# Howdie



## Chipotle (Jul 10, 2007)

Well, I have been wanting to join some sort of writing group for some time.  This is my first shot, and who knows what may transpire from all this.  I believe that every individual has at least one good book in them (one hit wonder).  I believe I have a couple.  My own ideas are autobiographical, going with the old writing saying of writing what you know best!  I plan to submit scenes from stories.  I struggle with the dilemma of writing a  screenplay or a novel, believing that a screenplay may be easier, given my own  penchant for eliciting visual images in my writing.  On the other hand, the novel form is more comprehensive and complete in conveying all the nuances of a story that a screenplay is limited to. However, a screenplay format forces the writer to be succinct and concise and get to the essence of the sequences of the story. And you can always adapt a screenplay from a book... so  a novel format it shall be.  Thanks.  More later....soon I hope.


C.


----------



## speakerphone2 (Jul 10, 2007)

Wow man. Some decisive stuff you've got there. 

Watch out for the GV.

Welcome.


----------



## The Hack (Jul 10, 2007)

With all those hands, you should be able to write both simultaneously.



> Watch out for the GV.


 
That's the first thing I thought of.  He'll have something harsh to say about this.


----------



## speakerphone2 (Jul 10, 2007)

I'l try to calm him, in vain, of course.


----------



## Voodoo (Jul 10, 2007)

You people know me not.

Screenplays are almost always fruitless. You'd better be good.

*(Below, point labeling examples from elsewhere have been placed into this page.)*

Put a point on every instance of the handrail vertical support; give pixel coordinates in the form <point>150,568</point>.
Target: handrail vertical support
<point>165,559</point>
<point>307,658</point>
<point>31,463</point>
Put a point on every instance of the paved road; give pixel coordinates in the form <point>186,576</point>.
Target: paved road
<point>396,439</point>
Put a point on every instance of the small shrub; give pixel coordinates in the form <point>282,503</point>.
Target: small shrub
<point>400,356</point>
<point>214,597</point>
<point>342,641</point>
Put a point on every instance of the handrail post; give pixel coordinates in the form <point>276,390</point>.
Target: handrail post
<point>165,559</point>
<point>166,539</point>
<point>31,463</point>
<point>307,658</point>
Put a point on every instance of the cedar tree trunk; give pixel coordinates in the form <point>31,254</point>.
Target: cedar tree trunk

As for adaptation, I do believe that's why there are so many books turned into films.

That's worked, yeah.

Welcome.


----------



## ebmadman (Jul 10, 2007)

What's up Chipotle, welcome to the forums. Hope you enjoy your time here.


----------



## Baron (Jul 10, 2007)

Greetings and welcome

Rob


----------



## Chipotle (Jul 10, 2007)

Thank you all,   bring it on GV


----------



## Voodoo (Jul 10, 2007)

Ach, no legends here.


----------



## ~Kouryuu~ (Jul 11, 2007)

Hey! Welcome to the forum, C.


----------